I understand completely... Grinding off the tip is something I've seen for years in both the Alps and the Pyrénées. I'm guessing either because it had broken, or they were cautious not to injure a beast. And now of course you can buy it described as "Mon Premier Opinel"- My First Opinel -for kids. Same knife large radius round tip. And yes to the muscle memory. I have arthritis and dupuytren's contractures in both hands. So it is possible even with such disabilities. It just requires regular exercise and it fights-off degeneration. And with your knife knowledge maybe you can make a suggestion... On the water I use Myerchin, mainly a folding rigging knife with a fid/marlin spike, but for blue-water I have a fixed blade serrated and carry a separate fid. Trekking/general mountaineering I use the Opinel- including the newish Outdoor. If you are interested here's a review bws.re/Opinel101 with an anecdote of us using them when aiming to climb the Piton Des Neiges (Indian Ocean). But now I'm looking for a better fixed blade knife. We are in East Africa and then north of the Arctic Circle in 2017. I forage fuel a lot (small pieces, not chunks of trees). I do use a very light commando chain saw and a BCB (Rolson) survival tool, but I'm looking for a modest fixed blade knife - flaking tinder would be the physically toughest job. The rest would rely on the sharpness and shape of the blade. Full tang, 8/9", straight edge, 0.14/0.16" thick, drop point, probably with a scandi grind or maybe full convex. And if it were made in Sheffield England that would be awesome. Any suggestions?
Thank you for being the first person on the internet I could find demonstrating a one-handed opening with an UNMODIFIED Opinel. One's first solution should never be to go in and remove material as so many on RU-vid and forums seem so inclined to do.
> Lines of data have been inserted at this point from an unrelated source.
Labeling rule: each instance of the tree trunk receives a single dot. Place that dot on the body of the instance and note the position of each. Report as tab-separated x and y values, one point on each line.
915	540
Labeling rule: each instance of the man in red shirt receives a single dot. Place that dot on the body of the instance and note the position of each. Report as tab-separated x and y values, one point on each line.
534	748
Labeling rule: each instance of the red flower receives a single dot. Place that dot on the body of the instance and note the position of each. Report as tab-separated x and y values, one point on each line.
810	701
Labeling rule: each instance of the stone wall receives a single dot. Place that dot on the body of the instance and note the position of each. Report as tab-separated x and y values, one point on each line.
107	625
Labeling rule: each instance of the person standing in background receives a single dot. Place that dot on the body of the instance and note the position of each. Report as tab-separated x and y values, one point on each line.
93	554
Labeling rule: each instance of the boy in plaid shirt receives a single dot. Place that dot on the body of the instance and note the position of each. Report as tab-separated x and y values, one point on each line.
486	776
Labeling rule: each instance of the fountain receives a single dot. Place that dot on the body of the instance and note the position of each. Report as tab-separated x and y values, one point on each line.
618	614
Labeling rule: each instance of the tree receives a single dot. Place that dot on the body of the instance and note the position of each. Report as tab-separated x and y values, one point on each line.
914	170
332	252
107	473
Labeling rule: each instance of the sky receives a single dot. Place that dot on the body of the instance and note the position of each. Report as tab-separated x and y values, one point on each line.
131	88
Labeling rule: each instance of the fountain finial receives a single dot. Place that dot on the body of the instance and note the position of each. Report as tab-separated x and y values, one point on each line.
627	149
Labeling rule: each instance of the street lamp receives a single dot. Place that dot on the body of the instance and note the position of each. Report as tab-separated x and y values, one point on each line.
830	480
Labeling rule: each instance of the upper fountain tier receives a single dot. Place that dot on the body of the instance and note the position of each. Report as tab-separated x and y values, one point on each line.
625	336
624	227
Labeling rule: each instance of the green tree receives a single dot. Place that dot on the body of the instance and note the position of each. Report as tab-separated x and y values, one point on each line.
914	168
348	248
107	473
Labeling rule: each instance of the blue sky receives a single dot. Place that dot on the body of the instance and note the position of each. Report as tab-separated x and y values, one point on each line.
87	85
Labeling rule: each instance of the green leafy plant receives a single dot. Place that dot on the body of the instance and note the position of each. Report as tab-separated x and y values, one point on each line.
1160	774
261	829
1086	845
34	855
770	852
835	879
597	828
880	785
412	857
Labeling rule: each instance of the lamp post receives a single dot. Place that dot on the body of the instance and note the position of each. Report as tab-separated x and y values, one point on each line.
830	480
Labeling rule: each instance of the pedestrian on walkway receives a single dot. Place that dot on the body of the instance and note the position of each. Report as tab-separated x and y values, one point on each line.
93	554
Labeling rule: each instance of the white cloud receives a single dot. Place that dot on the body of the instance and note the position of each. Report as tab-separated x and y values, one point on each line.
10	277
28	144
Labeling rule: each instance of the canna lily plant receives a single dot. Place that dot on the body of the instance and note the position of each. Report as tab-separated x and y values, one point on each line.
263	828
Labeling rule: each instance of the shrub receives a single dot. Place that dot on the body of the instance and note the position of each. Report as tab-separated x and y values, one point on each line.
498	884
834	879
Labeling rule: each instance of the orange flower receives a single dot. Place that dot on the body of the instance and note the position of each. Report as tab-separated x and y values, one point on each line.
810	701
To be honest I never knew much about the Effile. It does look like a gentleman's folder. And 12C27 is a good steel. I hope you will take the camera with you on your future outings
.... thanks... I think these knives belie their utility.... It's true the effilé does have a very elegant "sabot" and since the blade is only around 1.7mm thick on the 7cm model it is a bit restricted for some outdoor uses... Cameras always seem to me to be excess weight when I'm backpacking... but thanks for the comment... I might try and capture some original images.